I suspect that is not the purpose of the Spring Fling.

I suspect I am a shallow monster who true Art shuns.

I am already envious of people who live in Dumfries and Galloway-an understated Nirvana, which makes Devon resemble Hackney. It is so unspoilt and empty that all signposts point to each other due to the winding intermingling roads and small farms are highlighted on the atlas.  And it is absolutely beautiful. There are mountains, forests, lochs, sea and moor, standing stones, beaches, crofts and places where you can buy feta stuffed olives.

Anyway, the Spring Fling. An enchanted place becomes even more annoyingly enchanted because of the realisation that artists live there, millions of artists who all know each other and have a jolly bohemian time together without you unlike in Devon say where ‘artists’ reside in houses that cost half a million pounds and you know you could never afford to be their friend.

Then again these artists are not struggling. I want them to be, it’s so romantic but then I clock their Aga. Although to be fair some of the artists have studios in purpose built blocks so hopefully they live in desperate garrets where you only have a glimpse of the sea and their oven is a cheap white Beko.

The art itself is diverse veering between spectacular and ‘how the hell can they pretend that’s art?’ Looking at art and then seeing its cost makes you look at it in a purely financial sense-a painting you would admire in a gallery has you peeping at the label and then comparing it against another piece of art as you flit between picturesque studios as you fly down narrow winding roads following haphazard signage, as you chitchat politely and snaffle free cake and envy and admire and peep.
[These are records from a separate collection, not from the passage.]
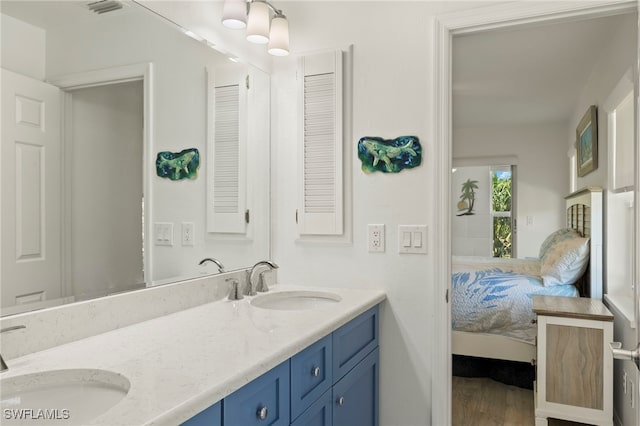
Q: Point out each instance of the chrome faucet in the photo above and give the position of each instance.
(3, 365)
(261, 286)
(216, 261)
(234, 292)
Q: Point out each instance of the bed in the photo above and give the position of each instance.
(491, 297)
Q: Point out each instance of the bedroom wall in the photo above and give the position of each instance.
(471, 235)
(618, 54)
(542, 174)
(27, 57)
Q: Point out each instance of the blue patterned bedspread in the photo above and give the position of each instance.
(496, 298)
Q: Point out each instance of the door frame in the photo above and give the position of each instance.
(444, 28)
(135, 72)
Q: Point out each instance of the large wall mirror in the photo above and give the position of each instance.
(89, 100)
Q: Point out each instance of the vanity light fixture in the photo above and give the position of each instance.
(255, 15)
(234, 14)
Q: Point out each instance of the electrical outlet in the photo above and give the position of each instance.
(376, 238)
(187, 233)
(163, 233)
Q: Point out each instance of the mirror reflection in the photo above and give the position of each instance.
(90, 98)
I saw amazing things. I saw Jacobs Ladder in mosaic, I saw vases featuring guns, I saw oil paintings of empty assembly halls, and I saw wicker mermaids and pearl necklaces. Self-portraits of moody tattooed men and watercolours of pretty churches, cows and fields. In a cottage in the middle of nowhere, a precocious child showed me her mother’s studio and made me a free badge. I saw luminescent self-portraits and bad abstracts, studies of the sea, pretty watercolours and angry splatters. Clay, pearls and wool. And I saw and I envied and I admired.

And as those who can’t do, teach, I wrote about it.